Solid performances all around
In terms of the performances, it is also the silence which creates the greatest resonance. Chia’s restrained depiction of the anguished mother, in particular, forms the emotional core of the story. The wounds which Chia nurses in private are made visible in the very creases of her face inscribed from within. Her every gesture harbours her growing world-weariness and disenchantment – sentiments which her etiolated resilience can no longer suppress. There is also a memorable scene with the grandmother played by Ng, in which we see the character gazing at the immobile, sedentary frame of her just-deceased spouse. The look of incomprehension in her eyes interjected by the flickers of quiet knowing makes for a powerful moment in the film. Meanwhile, first-time actors Tan and Chen also turn in credible performances, although their characters could certainly have been better fleshed out, particularly for the former.
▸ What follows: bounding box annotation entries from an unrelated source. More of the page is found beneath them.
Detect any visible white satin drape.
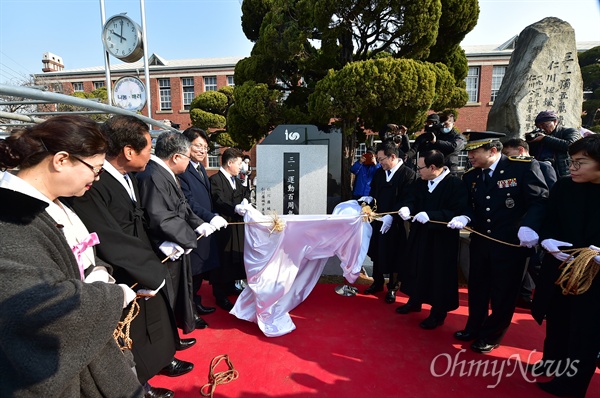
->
[231,200,372,337]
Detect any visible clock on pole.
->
[102,14,144,62]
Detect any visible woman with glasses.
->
[530,135,600,397]
[0,116,143,397]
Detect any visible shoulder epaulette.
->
[508,155,533,163]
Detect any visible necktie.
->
[481,169,490,187]
[196,164,204,182]
[123,174,137,202]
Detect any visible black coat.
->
[210,171,250,281]
[369,164,416,274]
[400,174,467,311]
[69,173,178,384]
[178,163,224,275]
[136,160,203,333]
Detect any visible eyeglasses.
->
[565,159,590,171]
[71,155,104,177]
[192,145,208,152]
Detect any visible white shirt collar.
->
[100,160,136,201]
[150,155,177,182]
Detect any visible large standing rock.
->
[487,17,583,138]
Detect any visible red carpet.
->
[150,284,600,398]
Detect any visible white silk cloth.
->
[231,200,372,337]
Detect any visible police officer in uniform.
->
[448,131,548,353]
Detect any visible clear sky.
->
[0,0,600,84]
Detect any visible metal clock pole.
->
[139,0,152,118]
[100,0,113,105]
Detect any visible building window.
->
[181,77,194,111]
[208,144,221,169]
[491,66,506,102]
[466,66,480,102]
[73,82,83,93]
[354,142,367,162]
[158,79,171,111]
[204,76,217,92]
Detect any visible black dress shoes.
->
[217,297,233,312]
[454,330,477,341]
[396,301,421,315]
[194,314,208,329]
[175,338,196,351]
[144,387,175,398]
[471,339,500,354]
[365,284,383,294]
[419,315,444,330]
[385,290,396,304]
[158,358,194,377]
[196,304,215,315]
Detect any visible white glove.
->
[413,211,429,224]
[448,216,470,229]
[136,279,165,300]
[233,203,248,217]
[83,265,115,283]
[542,239,573,262]
[210,216,227,229]
[590,245,600,264]
[158,241,184,261]
[379,214,394,234]
[194,222,217,236]
[398,206,410,221]
[119,283,136,308]
[517,227,540,247]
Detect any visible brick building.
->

Much must also be said about the cinematography by Sharon Loh. The vistas which Loh construct are deeply layered, fully utilising the architectural planes of both the urban city and of the interior spaces to create intricate compositions. Notably, scenes taking place within the domestic sphere are tighter and at times, claustrophobically so. While this does drive a strong point across about the nature of the space, I would have enjoyed the inclusion of a number of wide shots, at least for the very purpose of showing the level of detail that went into the production design by James Page, which is crucial for re-creating the nineties era in which the film is set.
In all senses, Sandcastle is old school film-making at its best. Sure, Boo’s understated style is much less exciting then the stylistic flourishes of some of his peers, but in any community, there will always be a need for that crucial crop of filmmakers with a knack for good old story-telling and the ability to condense issues of social importance into narratives that would endure within the public consciousness. These are the narratives which would go on to become important and cherished documents of the era from which they hail. Years from now, we would greatly yearn that more of such films were actually made, without which our amnesia would have hardened into apathy and cynicism.